In some of the supermarkets, the shopping carts are back on the chain and so you need coins again to be able to take one with you.
At the start of the corona crisis, the coins were abolished, so that customers did not have to deal with the trolleys as much.
Both Albert Heijn (AH) and Jumbo say that the stores can decide for themselves whether to put coins in the carts again.
"Since the abolition of the coins last March, we have already seen that carts are taken more often by customers," says an AH spokesperson.
The coins - initially they were euro coins - were introduced a long time ago to prevent trolleys from roaming through the neighbourhoods.
The tokens for the trolleys are also freely available at the service desk, the AH spokesperson adds.
Even with free coins it appears that people are still willing to return the cart, so that they get their coin back.
According to AH, it differs greatly per place whether shopping carts actually end up on the street.
"If the shopkeepers see that this is the case, they can reintroduce the coins."
The spokesperson says that abandoned cars often come back.
"They are picked up by employees or other customers take them back."
At Jumbo, the branch owners can also choose to put the trolleys back on the chain.
"It can therefore happen that one shop offers the shopping carts without a coin, while the other shop requires a token. Within the guidelines set, the shops are free to determine this."

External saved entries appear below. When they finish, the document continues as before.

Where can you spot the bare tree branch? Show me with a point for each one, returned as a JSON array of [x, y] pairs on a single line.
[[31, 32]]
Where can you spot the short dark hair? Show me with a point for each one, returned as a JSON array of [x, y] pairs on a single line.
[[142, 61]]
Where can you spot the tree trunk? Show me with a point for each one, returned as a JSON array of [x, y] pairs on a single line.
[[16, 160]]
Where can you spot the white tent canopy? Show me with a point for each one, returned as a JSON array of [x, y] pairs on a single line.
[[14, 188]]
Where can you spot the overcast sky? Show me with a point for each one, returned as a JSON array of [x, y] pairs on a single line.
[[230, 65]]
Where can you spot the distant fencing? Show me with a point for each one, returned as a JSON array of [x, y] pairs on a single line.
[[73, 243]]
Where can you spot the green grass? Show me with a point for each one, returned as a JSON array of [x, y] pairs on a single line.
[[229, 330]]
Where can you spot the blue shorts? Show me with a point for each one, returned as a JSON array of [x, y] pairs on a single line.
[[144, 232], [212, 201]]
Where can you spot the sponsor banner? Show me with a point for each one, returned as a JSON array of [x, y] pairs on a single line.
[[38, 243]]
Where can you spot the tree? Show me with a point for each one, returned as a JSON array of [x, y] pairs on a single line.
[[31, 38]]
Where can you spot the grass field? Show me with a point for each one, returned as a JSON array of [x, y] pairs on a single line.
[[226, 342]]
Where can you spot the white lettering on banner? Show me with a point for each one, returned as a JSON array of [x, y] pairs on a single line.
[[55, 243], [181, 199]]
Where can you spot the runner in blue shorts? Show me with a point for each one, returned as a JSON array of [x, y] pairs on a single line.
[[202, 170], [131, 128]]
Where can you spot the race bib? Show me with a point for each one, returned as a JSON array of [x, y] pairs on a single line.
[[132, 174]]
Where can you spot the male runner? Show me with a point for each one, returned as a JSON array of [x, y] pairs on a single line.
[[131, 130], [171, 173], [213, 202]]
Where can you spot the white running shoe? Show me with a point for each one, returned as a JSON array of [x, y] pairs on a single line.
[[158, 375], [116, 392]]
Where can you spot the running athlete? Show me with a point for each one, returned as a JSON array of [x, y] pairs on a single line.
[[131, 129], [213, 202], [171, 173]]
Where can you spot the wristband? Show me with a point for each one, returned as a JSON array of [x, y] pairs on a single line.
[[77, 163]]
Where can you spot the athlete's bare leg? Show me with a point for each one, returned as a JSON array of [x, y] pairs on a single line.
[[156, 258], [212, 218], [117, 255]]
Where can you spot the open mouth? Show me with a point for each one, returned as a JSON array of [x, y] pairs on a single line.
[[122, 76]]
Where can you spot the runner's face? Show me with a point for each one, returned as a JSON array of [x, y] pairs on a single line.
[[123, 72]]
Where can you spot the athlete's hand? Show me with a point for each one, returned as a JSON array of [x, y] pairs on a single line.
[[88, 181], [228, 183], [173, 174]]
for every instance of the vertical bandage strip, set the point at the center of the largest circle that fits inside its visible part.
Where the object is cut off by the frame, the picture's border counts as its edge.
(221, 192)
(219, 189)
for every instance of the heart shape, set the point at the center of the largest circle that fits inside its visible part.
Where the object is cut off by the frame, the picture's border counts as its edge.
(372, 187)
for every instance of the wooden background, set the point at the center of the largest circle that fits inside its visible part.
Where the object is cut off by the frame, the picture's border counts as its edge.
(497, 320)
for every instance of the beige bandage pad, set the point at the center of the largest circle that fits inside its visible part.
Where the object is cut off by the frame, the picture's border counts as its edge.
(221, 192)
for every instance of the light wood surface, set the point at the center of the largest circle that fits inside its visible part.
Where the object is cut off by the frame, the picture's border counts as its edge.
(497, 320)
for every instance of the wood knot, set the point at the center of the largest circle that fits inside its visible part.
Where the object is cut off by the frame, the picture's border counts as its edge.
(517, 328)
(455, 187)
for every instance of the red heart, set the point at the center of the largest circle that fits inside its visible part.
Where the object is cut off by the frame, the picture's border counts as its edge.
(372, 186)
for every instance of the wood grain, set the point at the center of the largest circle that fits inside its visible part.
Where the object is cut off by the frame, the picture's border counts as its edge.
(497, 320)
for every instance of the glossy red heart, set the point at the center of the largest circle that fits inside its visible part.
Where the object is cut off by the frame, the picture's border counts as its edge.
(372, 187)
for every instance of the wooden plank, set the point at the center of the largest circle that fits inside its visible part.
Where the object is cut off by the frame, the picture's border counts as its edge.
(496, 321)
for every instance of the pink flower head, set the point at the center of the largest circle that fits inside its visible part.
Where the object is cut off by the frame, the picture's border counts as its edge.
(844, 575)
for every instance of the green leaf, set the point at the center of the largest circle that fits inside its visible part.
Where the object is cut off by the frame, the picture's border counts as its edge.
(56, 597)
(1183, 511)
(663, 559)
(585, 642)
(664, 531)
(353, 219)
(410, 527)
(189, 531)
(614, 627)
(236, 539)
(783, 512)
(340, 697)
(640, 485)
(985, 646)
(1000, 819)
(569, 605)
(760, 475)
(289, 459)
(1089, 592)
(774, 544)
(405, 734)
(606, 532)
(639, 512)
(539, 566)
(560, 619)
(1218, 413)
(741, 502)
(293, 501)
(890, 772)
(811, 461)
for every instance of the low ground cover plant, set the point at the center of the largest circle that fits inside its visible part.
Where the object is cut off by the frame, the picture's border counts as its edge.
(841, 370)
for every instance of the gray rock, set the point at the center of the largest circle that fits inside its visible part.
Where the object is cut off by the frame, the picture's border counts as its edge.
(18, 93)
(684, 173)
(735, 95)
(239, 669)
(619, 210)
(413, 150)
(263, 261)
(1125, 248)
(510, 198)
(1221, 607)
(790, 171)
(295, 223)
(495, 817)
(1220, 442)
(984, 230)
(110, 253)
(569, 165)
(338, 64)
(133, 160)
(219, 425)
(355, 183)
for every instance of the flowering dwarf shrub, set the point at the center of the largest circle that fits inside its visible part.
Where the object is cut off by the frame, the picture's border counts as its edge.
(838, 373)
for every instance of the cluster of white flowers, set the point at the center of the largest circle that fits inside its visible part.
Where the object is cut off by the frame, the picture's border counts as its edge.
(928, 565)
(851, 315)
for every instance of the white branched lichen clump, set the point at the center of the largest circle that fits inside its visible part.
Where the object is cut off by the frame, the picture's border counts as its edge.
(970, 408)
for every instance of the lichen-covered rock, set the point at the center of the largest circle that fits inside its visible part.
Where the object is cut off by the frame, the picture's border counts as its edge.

Still maximum number of customers
Those guidelines determine, among other things, that the number of baskets and trolleys determines how many people are allowed inside.
"One customer per 10 square meters."
This applies to all supermarkets, so the use of a shopping cart or basket is still mandatory.
At the beginning of the corona crisis, the trolleys and baskets were also cleaned by store employees.
That is no longer always the case.
However, they are cleaned regularly and there are cleaning products so that customers can do it themselves.